It may seem strange that the human pass rate is only 67%, but the research team suggests this reflects people's preconceptions about AI capabilities.

In the early days of AI development, it was easier to identify the human in a test because people thought, "These poor responses must be from an AI." However, as AI technology advances, people become more confident in the models and start mistaking humans for AI, thinking, "These good responses must be from an AI!" It's like asking it to recite the hundred digits of pi after the decimal; when it does, and you verify the correct answer online, you're likely to assume it's AI.

Regarding GPT-4, which the UCSD cognitive science research team considers to have passed the Turing Test with a 54% pass rate, the team's rationale is twofold. First, 54% exceeds the 50% chance of random guessing. Second, they use the ELIZA chatbot's 22% pass rate as a sensitivity check. This lower score for a simple AI model shows that the test is sensitive enough to distinguish between more and less advanced AI models.

It's worth noting that the research team pre-tuned GPT-4. For example, A calls the questioner "bro," uses internet slang like "lol" and "hbu," and even asks, "Why am I being called a robot?" These adjustments made the AI's responses more varied, including slang and spelling errors, and less engaged in the imitation game.

This raises the question: does appearing careless and less intelligent make one seem more human?

Does a Relaxed, Emotional Grasp of Natural Language Make One Seem More Human?

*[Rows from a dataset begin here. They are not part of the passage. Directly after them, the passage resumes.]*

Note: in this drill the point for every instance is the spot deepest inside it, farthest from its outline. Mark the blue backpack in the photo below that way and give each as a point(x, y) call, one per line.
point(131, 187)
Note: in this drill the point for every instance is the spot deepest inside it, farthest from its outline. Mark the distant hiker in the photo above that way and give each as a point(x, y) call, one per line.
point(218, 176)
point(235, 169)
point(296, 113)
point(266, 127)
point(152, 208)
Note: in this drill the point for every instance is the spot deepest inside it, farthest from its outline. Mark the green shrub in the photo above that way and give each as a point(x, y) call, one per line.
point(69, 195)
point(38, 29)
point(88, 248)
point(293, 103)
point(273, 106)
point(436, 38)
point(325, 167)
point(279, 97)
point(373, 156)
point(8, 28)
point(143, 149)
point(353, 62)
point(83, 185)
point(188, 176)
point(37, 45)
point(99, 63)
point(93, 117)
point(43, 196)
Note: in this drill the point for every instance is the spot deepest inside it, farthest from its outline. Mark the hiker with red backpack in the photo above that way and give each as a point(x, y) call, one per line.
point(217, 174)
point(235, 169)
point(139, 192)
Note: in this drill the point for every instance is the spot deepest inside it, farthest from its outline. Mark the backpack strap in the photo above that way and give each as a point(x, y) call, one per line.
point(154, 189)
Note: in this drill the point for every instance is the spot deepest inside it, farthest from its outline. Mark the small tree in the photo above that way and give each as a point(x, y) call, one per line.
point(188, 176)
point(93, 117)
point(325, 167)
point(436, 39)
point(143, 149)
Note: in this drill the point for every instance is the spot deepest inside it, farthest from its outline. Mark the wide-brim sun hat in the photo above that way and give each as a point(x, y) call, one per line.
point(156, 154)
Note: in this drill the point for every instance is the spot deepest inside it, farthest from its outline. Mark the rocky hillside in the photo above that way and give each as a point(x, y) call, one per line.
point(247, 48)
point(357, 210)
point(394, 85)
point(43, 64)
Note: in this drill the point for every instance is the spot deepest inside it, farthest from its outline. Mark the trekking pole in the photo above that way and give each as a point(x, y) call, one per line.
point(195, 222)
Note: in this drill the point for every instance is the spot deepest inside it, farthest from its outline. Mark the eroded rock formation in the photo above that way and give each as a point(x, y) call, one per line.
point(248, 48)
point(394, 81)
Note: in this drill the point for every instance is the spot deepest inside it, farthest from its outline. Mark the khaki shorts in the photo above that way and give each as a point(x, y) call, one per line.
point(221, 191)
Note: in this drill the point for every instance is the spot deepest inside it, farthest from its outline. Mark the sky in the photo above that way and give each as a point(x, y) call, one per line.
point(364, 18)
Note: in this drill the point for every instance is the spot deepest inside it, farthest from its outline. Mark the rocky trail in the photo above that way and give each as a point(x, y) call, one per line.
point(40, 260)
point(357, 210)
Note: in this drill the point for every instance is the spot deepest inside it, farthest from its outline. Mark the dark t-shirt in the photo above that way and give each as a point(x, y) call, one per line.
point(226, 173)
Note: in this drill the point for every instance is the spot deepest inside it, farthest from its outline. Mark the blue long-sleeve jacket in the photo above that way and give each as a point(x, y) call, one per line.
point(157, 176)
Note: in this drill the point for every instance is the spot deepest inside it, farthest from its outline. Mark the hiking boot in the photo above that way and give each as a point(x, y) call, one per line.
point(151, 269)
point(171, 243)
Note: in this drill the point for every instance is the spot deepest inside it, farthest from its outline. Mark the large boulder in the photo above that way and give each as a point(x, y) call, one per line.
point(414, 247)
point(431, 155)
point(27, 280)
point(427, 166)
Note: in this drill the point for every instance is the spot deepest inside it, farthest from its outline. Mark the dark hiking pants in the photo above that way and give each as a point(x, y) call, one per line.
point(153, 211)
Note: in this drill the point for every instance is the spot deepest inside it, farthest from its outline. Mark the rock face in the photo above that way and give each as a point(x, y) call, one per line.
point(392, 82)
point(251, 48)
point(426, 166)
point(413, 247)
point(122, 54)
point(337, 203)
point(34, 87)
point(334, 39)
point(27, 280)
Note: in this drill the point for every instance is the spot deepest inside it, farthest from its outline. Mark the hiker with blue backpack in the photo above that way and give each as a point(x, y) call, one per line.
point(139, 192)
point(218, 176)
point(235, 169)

Combining the research team's "Tips for AI to Give Themselves Away" with the criteria people use to judge "AI or human" creates an intriguing analysis. This allows us to reflect on what people imagine "being human" entails through the perspective of "appearing human."

asking for personal details, asking for opinions, inquiring about daily activities, directly asking if they are a robot. (Source: arxiv.org)

As shown above, the questioners' strategies, in order of frequency, were: asking for personal details, asking for opinions, inquiring about daily activities, directly asking if they are a robot, asking if the respondent realizes this is an imitation game, and asking about human experiences.

The success rates were highest for directly accusing the respondent of being a robot, followed by logical and mathematical questions, and human experiences.

The reasons for identifying AI or humans:

The reasons for identifying AI or humans. (Source: arxiv.org)

On the left are the reasons AI was identified as AI, with the top five being: forced persona (24%); overly informal (17%); lack of personality (17%); strange tone (15%); insufficient information (10%). On the right are the reasons humans were identified as humans: humanized tone (52%), informal tone (48%), credible responses (26%), spelling and grammar errors (17%), and slow responses (13%).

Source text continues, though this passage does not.